CAR T-cell therapy is a specific type of immunotherapy that involves extracting T cells from a patient’s blood (a process called apheresis), adding a new gene into the T cells that programs them to recognize a protein that’s expressed on the surface of a cancer cell via a chimeric antigen receptor (CAR) and then transfusing those modified T cells (now called CAR T cells) back into the patient. In essence, the CAR T cells are programmed to destroy specific types of cancer cells.

While the science behind immunotherapy is fascinating, its impact on the lives of kids like Harper will be its legacy.

A landmark “first”

Harper received a CAR T-cell infusion in early January 2021. Those cells were manufactured at Olive Lab, prior to the TCPC moving into Building Cure. Her infusion took on even greater significance when, just days before the infusion, tests detected leukemia cells in her spinal fluid, indicating that she urgently needed more treatment.

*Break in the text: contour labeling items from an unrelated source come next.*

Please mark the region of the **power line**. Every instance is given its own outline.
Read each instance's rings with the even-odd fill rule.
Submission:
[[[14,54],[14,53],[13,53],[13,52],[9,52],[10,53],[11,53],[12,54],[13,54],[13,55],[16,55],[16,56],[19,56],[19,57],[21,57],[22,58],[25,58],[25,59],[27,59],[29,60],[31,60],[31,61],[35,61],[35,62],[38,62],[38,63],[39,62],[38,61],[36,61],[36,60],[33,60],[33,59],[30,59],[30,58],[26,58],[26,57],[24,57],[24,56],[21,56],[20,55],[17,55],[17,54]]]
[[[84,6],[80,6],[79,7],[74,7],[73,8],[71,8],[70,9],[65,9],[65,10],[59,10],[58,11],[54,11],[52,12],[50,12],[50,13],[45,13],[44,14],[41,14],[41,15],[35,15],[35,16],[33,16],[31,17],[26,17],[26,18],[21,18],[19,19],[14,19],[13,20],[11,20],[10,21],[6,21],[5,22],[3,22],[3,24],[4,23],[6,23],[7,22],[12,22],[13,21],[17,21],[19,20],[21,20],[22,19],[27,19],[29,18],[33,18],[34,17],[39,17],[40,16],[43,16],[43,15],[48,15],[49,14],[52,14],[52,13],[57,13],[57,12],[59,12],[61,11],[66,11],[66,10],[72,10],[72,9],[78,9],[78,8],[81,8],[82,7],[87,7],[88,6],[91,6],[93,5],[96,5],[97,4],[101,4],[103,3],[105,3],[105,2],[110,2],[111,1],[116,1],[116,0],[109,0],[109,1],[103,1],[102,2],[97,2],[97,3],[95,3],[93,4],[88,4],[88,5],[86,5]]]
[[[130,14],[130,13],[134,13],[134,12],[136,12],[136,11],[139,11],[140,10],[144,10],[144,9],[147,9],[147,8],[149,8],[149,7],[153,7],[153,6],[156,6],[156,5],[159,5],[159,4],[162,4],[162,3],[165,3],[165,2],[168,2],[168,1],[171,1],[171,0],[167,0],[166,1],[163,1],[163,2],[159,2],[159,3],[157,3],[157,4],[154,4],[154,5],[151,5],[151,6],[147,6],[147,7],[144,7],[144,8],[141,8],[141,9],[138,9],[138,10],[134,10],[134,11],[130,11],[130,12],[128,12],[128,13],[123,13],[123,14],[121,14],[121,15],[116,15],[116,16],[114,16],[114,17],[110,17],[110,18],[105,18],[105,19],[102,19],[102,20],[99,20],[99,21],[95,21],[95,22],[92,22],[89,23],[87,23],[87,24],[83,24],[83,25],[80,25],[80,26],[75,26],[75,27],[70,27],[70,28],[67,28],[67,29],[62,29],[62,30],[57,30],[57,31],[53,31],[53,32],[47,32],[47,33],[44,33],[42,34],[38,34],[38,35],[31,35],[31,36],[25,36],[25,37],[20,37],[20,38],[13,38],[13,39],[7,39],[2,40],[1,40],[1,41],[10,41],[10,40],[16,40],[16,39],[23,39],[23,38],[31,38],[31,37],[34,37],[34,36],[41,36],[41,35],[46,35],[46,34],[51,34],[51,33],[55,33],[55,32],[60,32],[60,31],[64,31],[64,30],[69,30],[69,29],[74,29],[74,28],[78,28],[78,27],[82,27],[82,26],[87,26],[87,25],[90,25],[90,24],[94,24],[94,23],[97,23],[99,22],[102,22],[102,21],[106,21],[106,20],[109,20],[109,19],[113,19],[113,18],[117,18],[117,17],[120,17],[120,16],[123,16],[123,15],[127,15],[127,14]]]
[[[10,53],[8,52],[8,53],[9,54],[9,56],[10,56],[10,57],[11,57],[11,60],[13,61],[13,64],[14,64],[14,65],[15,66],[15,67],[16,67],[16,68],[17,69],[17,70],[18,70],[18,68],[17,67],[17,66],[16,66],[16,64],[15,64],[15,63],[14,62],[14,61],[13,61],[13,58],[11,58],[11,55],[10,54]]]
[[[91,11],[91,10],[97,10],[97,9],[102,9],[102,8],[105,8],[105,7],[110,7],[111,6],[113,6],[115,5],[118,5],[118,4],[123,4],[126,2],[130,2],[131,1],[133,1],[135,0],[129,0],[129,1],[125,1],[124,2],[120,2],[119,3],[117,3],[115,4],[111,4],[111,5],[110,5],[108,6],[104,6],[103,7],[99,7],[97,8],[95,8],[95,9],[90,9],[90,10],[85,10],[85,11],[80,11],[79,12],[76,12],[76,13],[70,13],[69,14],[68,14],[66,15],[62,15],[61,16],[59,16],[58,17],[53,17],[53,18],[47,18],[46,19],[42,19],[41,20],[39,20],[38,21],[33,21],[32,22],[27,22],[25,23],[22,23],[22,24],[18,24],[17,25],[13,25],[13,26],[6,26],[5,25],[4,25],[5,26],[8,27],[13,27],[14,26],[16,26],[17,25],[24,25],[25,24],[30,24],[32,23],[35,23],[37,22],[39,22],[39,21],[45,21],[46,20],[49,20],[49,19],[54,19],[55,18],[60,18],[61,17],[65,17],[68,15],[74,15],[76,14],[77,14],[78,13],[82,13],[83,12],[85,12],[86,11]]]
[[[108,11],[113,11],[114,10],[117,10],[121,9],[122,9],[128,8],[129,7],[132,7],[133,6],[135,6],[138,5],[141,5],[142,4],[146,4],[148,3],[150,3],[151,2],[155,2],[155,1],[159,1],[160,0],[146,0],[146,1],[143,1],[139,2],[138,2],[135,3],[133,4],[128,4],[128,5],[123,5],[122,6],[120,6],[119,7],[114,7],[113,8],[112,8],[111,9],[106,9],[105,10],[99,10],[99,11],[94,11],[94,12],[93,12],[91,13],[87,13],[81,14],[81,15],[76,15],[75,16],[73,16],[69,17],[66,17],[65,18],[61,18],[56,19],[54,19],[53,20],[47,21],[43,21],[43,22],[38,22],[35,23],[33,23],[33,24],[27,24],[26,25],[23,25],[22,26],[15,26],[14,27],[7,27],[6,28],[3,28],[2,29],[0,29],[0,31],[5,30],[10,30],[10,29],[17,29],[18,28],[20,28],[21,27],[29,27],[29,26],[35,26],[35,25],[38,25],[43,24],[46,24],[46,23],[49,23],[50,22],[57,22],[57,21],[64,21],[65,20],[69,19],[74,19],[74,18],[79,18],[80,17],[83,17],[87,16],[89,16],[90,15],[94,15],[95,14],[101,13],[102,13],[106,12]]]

Harper receiving her first booster of T APCs in March 2021 to help “feed” her CAR T cells. Her T-APC boosters were the first products manufactured at Building Cure.

To everyone’s delight, Harper’s tests after the CAR T-cell therapy came back clear. The next challenge became keeping her in remission long term. To do that, Harper was enrolled in a clinical trial that “feeds” the CAR T cells with antigen-presenting cell (APC) boosters.

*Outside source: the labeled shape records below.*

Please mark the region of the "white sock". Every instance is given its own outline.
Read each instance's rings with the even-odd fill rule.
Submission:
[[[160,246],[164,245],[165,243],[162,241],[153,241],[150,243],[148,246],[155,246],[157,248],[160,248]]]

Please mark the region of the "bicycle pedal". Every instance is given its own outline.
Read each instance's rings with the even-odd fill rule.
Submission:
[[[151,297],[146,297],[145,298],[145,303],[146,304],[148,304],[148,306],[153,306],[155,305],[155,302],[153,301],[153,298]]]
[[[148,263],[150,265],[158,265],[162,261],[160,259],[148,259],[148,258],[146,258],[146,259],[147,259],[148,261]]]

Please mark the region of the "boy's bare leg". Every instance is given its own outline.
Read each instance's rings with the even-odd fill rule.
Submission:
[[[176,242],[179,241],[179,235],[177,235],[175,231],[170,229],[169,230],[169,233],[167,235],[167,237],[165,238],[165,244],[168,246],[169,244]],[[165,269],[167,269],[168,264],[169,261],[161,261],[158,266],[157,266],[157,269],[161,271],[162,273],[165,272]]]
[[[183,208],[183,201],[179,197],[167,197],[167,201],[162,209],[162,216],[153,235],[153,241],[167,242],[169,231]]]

“CAR T cells are happy if they can find something with the target antigen to chew up and spit out,” Dr. Rebecca Gardner, Seattle Children’s former Medical Director of Immunotherapy and Interim Chief Medical Officer of Seattle Children’s Therapeutics said. “From the early studies we realized that if patients didn’t have enough antigen in their body when they got their CAR T cells, they were more likely to lose those CAR T cells early on. Dr. Colleen Annesley, lead for the leukemia program within Seattle Children’s Therapeutics, is running a trial where patients initially get their CAR T cells and then, after recovering from that initial infusion, they get a second product we manufacture called T APCs. We take their T cells and, rather than making them CAR T cells, we have the cells express a truncated version of the CD19 protein, which gives the CAR T cells something to feed on and hopefully keeps them around longer.”

In February, Harper’s T-APC boosters were the first immunotherapy products manufactured at Building Cure. She has received her first two boosters and, if all goes according to plan, will receive four more at a rate of one per month.

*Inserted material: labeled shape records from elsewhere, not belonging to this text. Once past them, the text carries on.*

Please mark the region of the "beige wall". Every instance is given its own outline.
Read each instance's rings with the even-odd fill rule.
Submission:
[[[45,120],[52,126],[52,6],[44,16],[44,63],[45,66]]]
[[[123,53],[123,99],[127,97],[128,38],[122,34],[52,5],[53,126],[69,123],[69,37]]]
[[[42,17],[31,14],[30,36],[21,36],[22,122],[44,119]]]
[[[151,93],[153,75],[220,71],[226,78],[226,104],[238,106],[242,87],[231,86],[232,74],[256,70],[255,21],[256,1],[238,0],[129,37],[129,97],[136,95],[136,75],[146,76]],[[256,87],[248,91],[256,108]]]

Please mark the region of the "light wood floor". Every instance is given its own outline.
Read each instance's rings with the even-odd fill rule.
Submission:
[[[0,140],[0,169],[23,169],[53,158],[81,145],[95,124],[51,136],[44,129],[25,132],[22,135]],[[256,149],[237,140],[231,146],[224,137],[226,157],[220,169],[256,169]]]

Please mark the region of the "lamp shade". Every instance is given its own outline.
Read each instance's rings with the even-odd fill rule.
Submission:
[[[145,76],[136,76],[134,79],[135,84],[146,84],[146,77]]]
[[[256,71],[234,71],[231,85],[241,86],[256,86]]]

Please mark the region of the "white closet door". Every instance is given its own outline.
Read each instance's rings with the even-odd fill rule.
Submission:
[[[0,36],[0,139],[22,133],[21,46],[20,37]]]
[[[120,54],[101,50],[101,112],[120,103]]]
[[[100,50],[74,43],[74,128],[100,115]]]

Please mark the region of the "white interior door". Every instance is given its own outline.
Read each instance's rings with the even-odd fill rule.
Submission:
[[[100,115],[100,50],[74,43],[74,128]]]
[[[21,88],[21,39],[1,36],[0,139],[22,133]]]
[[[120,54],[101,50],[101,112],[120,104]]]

Harper’s tests continue to be clear, and she’s blossoming into a happy, boisterous child. She even got to return home to Yakima briefly, with the potential of returning home for longer periods between future boosters. While Harper’s journey is far from over, her family and care team have hope, and they want other families in similar circumstances to have hope too.

“It’s hard to see your child go through all that pain,” Hollingshead said. “But I want parents to know not to give up on their kids. Just keep fighting for them.”

Building Cure and Seattle Children’s Therapeutics are key allies in that fight. And as the field of immunotherapy grows and community support accelerates research discoveries, Seattle Children’s Therapeutics team members hope to someday use their innovations to treat other diseases in addition to cancer.

It’s all about living up to that name: Building Cure.

As part of the It Starts With Yes Campaign, donations from our generous community have been a catalyst in accelerating pediatric cancer immunotherapy clinical trials, opening Building Cure, collaborating with leading scientific partners, and launching Seattle Children’s Therapeutics.